New Delhi: The British Muslim man shot dead after taking worshippers hostage in a Texas synagogue at gunpoint ranted about wishing he had died in the 9/11 attacks, the Daily Mail reported.
As the police in the US and the UK scramble to find if he was part of a wider terror cell, it has emerged that Malik Faisal Akram, 44, from Blackburn, Lancashire, was branded a ‘menace’ for expressing his desire to be onboard one of the planes that destroyed the World Trade Centre in 2001.
Akram’s links to Pakistan are also being probed, having been a regular visitor to the country where his father was born. He was reportedly a supporter of the conservative Tablighi Jamaat group, set up to ‘purify’ Islam. It denies being a terror group — but its members are banned from Saudi Arabia after the organisation was branded ‘one of the gates of terrorism’ by the Gulf state, the Daily Mail reported.
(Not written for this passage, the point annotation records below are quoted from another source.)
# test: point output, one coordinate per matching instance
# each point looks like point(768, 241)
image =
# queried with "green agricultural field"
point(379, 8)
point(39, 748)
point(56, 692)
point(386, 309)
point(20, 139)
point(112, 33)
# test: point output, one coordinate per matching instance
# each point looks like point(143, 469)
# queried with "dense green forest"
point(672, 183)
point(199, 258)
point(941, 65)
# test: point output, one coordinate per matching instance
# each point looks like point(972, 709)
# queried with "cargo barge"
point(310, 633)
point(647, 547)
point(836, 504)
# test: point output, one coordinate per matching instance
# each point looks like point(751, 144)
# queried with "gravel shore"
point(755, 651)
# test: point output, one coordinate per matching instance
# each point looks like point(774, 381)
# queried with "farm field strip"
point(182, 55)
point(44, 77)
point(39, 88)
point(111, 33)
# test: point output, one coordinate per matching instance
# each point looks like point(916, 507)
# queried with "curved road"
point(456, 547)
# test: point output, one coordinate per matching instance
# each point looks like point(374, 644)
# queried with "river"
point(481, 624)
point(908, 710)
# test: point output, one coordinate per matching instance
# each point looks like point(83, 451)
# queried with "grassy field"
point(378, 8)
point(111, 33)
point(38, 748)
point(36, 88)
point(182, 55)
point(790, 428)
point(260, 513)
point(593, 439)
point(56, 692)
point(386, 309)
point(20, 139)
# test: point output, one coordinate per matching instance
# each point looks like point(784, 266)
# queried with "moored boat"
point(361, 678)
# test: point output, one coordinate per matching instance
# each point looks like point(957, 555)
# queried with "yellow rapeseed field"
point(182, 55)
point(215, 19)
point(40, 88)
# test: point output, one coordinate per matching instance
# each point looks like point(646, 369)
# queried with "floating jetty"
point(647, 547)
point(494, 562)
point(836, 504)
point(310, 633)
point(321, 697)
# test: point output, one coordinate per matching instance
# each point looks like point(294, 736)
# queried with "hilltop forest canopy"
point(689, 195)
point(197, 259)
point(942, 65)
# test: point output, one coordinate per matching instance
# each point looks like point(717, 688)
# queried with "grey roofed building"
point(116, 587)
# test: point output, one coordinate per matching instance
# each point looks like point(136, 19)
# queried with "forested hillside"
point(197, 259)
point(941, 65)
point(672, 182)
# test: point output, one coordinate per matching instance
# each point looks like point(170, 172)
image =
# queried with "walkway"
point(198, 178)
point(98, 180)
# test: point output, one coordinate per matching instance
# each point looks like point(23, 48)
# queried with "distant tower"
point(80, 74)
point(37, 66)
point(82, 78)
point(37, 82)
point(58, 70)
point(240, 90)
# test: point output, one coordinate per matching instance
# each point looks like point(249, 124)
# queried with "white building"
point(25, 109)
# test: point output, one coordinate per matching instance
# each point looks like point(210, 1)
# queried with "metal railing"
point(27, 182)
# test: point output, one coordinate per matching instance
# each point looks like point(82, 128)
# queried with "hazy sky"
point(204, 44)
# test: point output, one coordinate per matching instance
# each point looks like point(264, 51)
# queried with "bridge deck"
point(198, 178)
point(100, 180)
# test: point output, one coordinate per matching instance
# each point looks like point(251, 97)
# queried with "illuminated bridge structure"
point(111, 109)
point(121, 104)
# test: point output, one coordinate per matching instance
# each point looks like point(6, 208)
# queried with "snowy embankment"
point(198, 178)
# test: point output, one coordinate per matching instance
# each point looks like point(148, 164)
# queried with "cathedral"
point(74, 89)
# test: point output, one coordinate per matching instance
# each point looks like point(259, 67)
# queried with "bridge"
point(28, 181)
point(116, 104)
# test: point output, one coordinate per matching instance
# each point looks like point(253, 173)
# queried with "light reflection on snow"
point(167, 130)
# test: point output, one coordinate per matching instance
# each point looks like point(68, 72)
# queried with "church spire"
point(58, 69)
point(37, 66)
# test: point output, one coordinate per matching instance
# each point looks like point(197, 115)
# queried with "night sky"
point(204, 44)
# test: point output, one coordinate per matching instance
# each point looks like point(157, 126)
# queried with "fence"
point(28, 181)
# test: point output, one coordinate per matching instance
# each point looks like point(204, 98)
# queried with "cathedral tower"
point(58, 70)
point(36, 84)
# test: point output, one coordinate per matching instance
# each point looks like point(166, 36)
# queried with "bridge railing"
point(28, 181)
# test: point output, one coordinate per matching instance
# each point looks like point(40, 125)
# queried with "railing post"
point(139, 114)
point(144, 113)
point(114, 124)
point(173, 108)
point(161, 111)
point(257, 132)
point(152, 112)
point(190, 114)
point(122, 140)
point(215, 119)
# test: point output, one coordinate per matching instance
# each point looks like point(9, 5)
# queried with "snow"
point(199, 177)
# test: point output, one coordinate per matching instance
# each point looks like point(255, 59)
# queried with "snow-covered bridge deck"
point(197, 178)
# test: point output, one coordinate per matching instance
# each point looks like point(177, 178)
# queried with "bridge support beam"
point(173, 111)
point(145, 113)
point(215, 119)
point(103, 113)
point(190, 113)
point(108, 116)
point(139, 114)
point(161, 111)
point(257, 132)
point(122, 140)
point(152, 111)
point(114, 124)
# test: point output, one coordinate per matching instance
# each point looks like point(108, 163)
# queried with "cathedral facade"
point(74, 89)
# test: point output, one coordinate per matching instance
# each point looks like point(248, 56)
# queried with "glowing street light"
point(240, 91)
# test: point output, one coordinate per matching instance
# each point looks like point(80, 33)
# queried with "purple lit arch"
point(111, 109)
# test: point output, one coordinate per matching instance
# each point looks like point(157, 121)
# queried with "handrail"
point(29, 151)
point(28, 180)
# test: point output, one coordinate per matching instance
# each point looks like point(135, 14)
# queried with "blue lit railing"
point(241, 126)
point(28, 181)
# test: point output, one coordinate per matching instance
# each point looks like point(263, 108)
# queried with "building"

The terror suspect was given a rare Exclusion Order at Blackburn’s magistrates’ court — the first in 25 years — for raving about 9/11, just days after the attack that claimed more than 2,750 lives.
The incident 20 years ago raises questions about whether he was known to the security services on either side of the Atlantic — and how he managed to get into the United States two weeks ago with a significant criminal record, the report said.
Speaking to FBI agents, he had also demanded the release of jailed female terrorist Aafia Siddiqu — known as Lady Al Qaeda — and that she be brought to the synagogue so they could both ‘die together’.
He referred to her as his ‘sister’ during the attack, but the pair are not related. She is being held in a jail about 20 miles from Colleyville.
After agreeing to release one of his hostages, two more hostages were seen running out of a side door, chased by Akram waving a handgun. Soon afterwards, an FBI rescue team stormed the building and Akram later died in a hail of bullets at around 10 pm on Saturday night.